Camels and Riders On a Beach at Sunset

Gouache on paper, 11.5 x 13.5 in (15.8 x 29.8 cms); Signed "A Schreyer", lower right

(In a fantastical 19th-century gilded frame)


   
Provenance:
Private Collection, St. Catharines, Ontario

Museums and Collections:
The Metropolitan Museum of Art, New York; The Fine Arts Museums of San Francisco; The Corcoran Gallery of Art, Washington, D.C.; The Philadelphia Museum of Art; The Toledo Museum of Art, Toledo, Ohio; The William Rockhill Nelson Gallery of Art, Kansas City; countless other museums and private collections throughout Europe and the United States.

Best known as a Romantic painter of exotic scenes and battles, Schreyer is also considered by many German art historians as an important forerunner of Realism and Impressionism in that country. Born in Frankfurt, Schreyer first studied at the Städel Institute there. His teacher was Jakob Becker (1810 -1872), himself a noted painter of landscapes and genre works who had trained in Düsseldorf.

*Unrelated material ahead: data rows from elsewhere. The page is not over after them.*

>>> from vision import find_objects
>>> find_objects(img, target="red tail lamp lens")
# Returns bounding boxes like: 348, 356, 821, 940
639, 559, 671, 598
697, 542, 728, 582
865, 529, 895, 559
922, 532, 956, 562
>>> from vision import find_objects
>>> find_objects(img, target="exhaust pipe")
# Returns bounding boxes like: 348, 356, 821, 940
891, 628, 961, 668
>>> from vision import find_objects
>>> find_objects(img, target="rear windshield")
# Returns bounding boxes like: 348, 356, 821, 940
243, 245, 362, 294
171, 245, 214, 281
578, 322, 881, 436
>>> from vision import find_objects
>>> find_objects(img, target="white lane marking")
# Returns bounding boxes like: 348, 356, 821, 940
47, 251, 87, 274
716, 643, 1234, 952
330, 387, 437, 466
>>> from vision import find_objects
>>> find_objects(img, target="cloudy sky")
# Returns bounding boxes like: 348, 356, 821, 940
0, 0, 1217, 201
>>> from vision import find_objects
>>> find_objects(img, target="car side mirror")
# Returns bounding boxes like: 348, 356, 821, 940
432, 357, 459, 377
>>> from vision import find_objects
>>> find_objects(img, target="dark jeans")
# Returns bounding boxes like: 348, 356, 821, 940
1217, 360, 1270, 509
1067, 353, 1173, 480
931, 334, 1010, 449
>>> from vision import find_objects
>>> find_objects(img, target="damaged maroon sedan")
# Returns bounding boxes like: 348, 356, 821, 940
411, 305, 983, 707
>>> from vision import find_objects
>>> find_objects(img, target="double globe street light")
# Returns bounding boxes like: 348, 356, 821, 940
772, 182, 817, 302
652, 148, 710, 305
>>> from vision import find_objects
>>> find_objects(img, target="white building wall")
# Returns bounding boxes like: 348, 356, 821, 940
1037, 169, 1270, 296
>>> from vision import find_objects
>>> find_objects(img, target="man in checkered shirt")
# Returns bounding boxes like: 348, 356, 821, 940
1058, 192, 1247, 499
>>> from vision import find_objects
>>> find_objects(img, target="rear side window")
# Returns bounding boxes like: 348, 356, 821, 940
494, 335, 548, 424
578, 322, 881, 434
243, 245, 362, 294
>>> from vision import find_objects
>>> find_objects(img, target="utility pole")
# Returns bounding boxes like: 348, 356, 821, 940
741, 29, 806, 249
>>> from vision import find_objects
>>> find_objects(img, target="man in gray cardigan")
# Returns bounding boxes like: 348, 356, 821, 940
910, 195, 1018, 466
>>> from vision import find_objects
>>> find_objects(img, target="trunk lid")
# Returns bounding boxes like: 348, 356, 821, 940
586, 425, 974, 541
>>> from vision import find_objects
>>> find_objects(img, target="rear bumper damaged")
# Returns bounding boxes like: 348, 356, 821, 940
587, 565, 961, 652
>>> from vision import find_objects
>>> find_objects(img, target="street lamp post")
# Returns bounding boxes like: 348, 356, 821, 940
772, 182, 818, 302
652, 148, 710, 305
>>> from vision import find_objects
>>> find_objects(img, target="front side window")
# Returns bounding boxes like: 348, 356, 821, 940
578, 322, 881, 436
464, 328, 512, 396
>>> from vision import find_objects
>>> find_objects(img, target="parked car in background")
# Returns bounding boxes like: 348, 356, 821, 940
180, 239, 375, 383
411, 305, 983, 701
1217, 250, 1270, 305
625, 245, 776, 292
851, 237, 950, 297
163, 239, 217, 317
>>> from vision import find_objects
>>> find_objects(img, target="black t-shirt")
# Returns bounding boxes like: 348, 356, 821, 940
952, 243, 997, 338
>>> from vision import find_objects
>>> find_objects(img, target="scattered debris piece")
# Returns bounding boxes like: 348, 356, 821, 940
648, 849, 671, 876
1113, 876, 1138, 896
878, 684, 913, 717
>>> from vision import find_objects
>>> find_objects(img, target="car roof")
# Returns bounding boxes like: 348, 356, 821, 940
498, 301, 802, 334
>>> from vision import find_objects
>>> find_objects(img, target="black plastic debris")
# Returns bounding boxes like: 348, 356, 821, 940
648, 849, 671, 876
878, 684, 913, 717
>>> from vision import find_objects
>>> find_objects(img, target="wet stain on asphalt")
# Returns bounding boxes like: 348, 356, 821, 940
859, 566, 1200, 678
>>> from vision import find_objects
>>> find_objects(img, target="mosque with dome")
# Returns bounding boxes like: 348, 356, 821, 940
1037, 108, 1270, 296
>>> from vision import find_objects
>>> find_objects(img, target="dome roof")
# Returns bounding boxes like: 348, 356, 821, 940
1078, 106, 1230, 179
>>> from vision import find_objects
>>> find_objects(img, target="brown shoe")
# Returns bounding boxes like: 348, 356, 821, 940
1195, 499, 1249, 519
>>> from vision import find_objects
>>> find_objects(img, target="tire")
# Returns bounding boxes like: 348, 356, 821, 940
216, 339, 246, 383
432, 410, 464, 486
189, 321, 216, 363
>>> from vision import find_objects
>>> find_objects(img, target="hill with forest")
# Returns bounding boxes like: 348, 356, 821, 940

It was probably at Becker's urging that Schreyer soon moved to the more progressive academy in Düsseldorf, which at that time attracted artists from all over Europe and the United States. After a period of study at the Academy, Schreyer began his Wanderjahre, which took him throughout Europe during the political ferment of the late 1840s and early 1850s.

By 1854, Schreyer was in the Crimean Peninsula, observing and illustrating scenes of the war that had broken out there between Russia and a coalition consisting of Great Britain, France, and Turkey. At the conclusion of the war, immortalized in Tennyson's poem "The Charge of the Light Brigade," the artist visited Syria and North Africa where he found the exotic subject matter that became central to many of his later paintings. Settling in Paris in 1862, the artist very soon developed his mature style, reflecting the dominance of such French artists as Eugene Delacroix (1798-1863) and Eugene Fromentin (1820-1876).

Schreyer left Paris in 1870 due to the outbreak of the Franco-Prussian War, and returned to Germany where he settled in Cronberg, a summer resort and artists' colony in the Taunus Mountains outside Frankfurt, actively painting until his death in 1899. The artist was widely recognized and honored during his lifetime, being awarded medals for his paintings at Paris in 1864, 1865 and 1867, and at Munich in 1876.